Paul avanzó hacia la ventana. La vista daba a los jardines del hospital. Una pareja avanzaba a paso lento por un camino rodeado de macizos de flores. El hombre iba en bata y su mujer le ayudaba a caminar. Se sentaron en un banco, debajo de un tilo plateado. Paul permaneció con la mirada fija en el exterior.
– Todavía tengo demasiados defectos como para encontrar a la mujer de mi vida, aunque me gustaría cambiar, ¿sabes?
– ¿Qué es lo que te gustaría cambiar?
– Este egoísmo que me lleva a hablar de mí mismo cuando me encuentro junto a la cabecera de tu cama de hospital, por ejemplo. Querría ser como tú.
– ¿Quieres decir que te gustaría llevar un turbante en la cabeza y tener una migraña de mil demonios?
– Conseguir abandonarme sin sentir el miedo en el estómago; vivir los defectos del otro como fragilidades sublimes.
– ¿Estás hablando de amar?
– Algo parecido, sí. Es tan increíble lo que tú has hecho…
– ¿Dejarme atropellar por un sidecar?
– Continuar amándola sin esperar nada. Alimentarte sólo de lo que sentías por ella, respetar su libertad, conformarte con el hecho de que ella exista sin intentar verla otra vez, sólo para protegerla.
– No es para protegerla, Paul. Sino para dejarle tiempo para realizarse. Si le hubiera dicho la verdad, si hubiéramos vivido esta historia, la habría alejado de su propia vida.
– ¿La esperarás todo ese tiempo?
– Mientras pueda.
La enfermera, que había entrado sin que la oyeran, le hizo una seña a Paul indicándole que el tiempo reglamentario de visita tocaba a su fin. Arthur debía descansar. Por una vez, Paul no trató de discutir. Cuando llegó al umbral de la puerta, se volvió y miró a Arthur.
– No me vuelvas a hacer otra jugarreta como ésta.
– ¿Paul?
– Sí.
– Ella estaba esta noche, ¿verdad?
– Descansa, ya hablaremos de eso más tarde.
Paul se alejó hacia el pasillo con un gran peso sobre los hombros. Nancy lo alcanzó delante del ascensor. Entró en la cabina con él y pulsó el botón de la segunda planta. Con la cabeza gacha, Nancy se miraba la punta de las sandalias.

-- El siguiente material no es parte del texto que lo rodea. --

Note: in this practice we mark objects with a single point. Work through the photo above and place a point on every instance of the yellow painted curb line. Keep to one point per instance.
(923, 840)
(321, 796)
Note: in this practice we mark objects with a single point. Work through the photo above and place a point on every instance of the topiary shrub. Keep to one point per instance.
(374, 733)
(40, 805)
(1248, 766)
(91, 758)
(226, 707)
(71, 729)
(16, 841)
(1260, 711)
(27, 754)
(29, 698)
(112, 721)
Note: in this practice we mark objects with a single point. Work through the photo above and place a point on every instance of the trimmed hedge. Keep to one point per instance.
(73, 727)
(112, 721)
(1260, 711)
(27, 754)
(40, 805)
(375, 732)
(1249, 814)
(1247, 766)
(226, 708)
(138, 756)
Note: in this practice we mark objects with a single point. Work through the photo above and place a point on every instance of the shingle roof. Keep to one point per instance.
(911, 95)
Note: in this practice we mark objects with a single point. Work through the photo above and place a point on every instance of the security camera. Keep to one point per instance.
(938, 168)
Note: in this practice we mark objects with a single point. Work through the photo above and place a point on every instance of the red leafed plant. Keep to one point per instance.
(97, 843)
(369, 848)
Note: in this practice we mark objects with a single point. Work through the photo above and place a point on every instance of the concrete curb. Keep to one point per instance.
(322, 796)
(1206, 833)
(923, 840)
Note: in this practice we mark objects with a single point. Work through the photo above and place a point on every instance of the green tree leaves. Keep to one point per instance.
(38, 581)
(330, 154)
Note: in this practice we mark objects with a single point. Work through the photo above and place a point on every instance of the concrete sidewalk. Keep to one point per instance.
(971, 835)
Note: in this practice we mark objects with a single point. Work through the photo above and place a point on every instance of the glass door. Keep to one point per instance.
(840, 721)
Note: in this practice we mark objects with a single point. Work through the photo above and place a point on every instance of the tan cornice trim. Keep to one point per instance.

– No está usted tan mal, ¿sabe?
– ¡Porque no me ha visto vestido de cirujano!
– No, pero he oído su conversación.
Y como Paul no parecía entender lo que ella intentaba decirle, lo miró fijamente a los ojos y añadió que le habría «gustado tener un amigo como él››. Cuando las puertas de la cabina se abrieron al rellano, ella se puso de puntillas y le plantó un beso en la mejilla antes de desaparecer.
El profesor Fernstein había dejado un mensaje en el contestador de Lauren. Quería verla lo antes posible. Se pasaría por su casa al terminar el día. Sin dar ninguna otra explicación, volvió a colgar.
– No sé si estamos haciendo bien -dijo la señora Kline.
Fernstein se guardó el teléfono móvil.
– Es un poco tarde para cambiar nuestra línea de conducta, ¿no le parece? Usted no puede arriesgarse a perderla una segunda vez; es lo que siempre me ha dicho, ¿no?
– Ya no lo sé. A lo mejor, si por fin le confesáramos la verdad, los dos nos liberaríamos de un peso enorme.
– Admitirle una falta al otro para aplacar la propia conciencia es una hermosa idea, pero no es más que egoísmo. Usted es su madre, tiene motivos para temer que no la perdone. Yo no soporto la idea de que algún día se entere de que me rendí, de que fui yo quien quiso desconectarla.
– Usted actuó según sus convicciones, no tiene nada que reprocharse.
– No es esta verdad la que cuenta -replicó el profesor-. Si yo hubiera estado en la situación de ella, si mi suerte hubiera dependido de su decisión médica, sé que jamás se habría rendido.